See Models for all supported providers, model IDs, auth types, thinking levels, and credential setup.
Cloud Runtimes
Cloud Run (GCP)
When using Cloud Run mode (cloud.provider = "cloud-run" in config.toml), each agent automatically gets a per-agent service account (al-{agentName}@{gcpProject}.iam.gserviceaccount.com) that only has access to the credentials listed in that agent’s credentials array. Run al doctor -c to create the service accounts and IAM bindings.
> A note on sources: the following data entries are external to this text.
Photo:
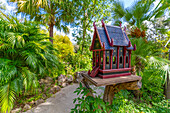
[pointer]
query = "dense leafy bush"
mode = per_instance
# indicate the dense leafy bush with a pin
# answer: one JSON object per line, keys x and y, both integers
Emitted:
{"x": 25, "y": 54}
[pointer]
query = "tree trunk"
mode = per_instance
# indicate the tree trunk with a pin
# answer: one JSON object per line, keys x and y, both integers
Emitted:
{"x": 167, "y": 84}
{"x": 51, "y": 32}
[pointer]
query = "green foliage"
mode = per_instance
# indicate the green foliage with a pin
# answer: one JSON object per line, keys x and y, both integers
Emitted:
{"x": 140, "y": 11}
{"x": 123, "y": 102}
{"x": 154, "y": 77}
{"x": 88, "y": 104}
{"x": 25, "y": 54}
{"x": 64, "y": 46}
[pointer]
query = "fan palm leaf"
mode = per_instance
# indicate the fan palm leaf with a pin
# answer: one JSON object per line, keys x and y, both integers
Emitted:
{"x": 25, "y": 54}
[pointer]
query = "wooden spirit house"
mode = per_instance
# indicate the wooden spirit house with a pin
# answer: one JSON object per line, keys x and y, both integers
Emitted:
{"x": 111, "y": 52}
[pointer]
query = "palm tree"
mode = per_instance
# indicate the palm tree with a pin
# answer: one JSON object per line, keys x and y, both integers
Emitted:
{"x": 25, "y": 54}
{"x": 51, "y": 13}
{"x": 140, "y": 11}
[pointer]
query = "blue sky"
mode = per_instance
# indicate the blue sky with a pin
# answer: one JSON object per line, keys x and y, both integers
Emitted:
{"x": 10, "y": 8}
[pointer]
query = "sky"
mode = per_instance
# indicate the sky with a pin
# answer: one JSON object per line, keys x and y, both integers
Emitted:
{"x": 10, "y": 9}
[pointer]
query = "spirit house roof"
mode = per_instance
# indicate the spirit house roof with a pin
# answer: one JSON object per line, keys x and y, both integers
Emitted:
{"x": 110, "y": 36}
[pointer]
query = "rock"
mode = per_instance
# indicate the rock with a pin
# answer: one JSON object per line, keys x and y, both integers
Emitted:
{"x": 39, "y": 101}
{"x": 78, "y": 77}
{"x": 64, "y": 84}
{"x": 41, "y": 81}
{"x": 61, "y": 79}
{"x": 49, "y": 79}
{"x": 32, "y": 103}
{"x": 17, "y": 110}
{"x": 45, "y": 88}
{"x": 55, "y": 89}
{"x": 56, "y": 81}
{"x": 26, "y": 107}
{"x": 44, "y": 96}
{"x": 69, "y": 78}
{"x": 39, "y": 91}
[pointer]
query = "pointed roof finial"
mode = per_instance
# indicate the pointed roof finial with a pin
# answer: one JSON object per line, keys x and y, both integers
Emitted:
{"x": 134, "y": 49}
{"x": 94, "y": 25}
{"x": 102, "y": 22}
{"x": 120, "y": 23}
{"x": 125, "y": 28}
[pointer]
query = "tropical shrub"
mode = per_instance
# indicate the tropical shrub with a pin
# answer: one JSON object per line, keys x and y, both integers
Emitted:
{"x": 152, "y": 68}
{"x": 25, "y": 54}
{"x": 123, "y": 102}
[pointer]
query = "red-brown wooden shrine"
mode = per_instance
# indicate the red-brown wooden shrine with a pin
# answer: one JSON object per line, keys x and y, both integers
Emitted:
{"x": 111, "y": 52}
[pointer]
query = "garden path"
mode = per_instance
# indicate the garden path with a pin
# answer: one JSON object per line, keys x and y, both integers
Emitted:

See Cloud Run docs for details.
ECS Fargate (AWS)
When using ECS mode (cloud.provider = "ecs" in config.toml), each agent automatically uses a per-agent IAM task role (al-{agentName}-task-role) that only has access to the credentials listed in that agent’s credentials array. The task role ARN is derived from the ECR repository’s account ID. See ECS docs for setup instructions including how to create the per-agent task roles.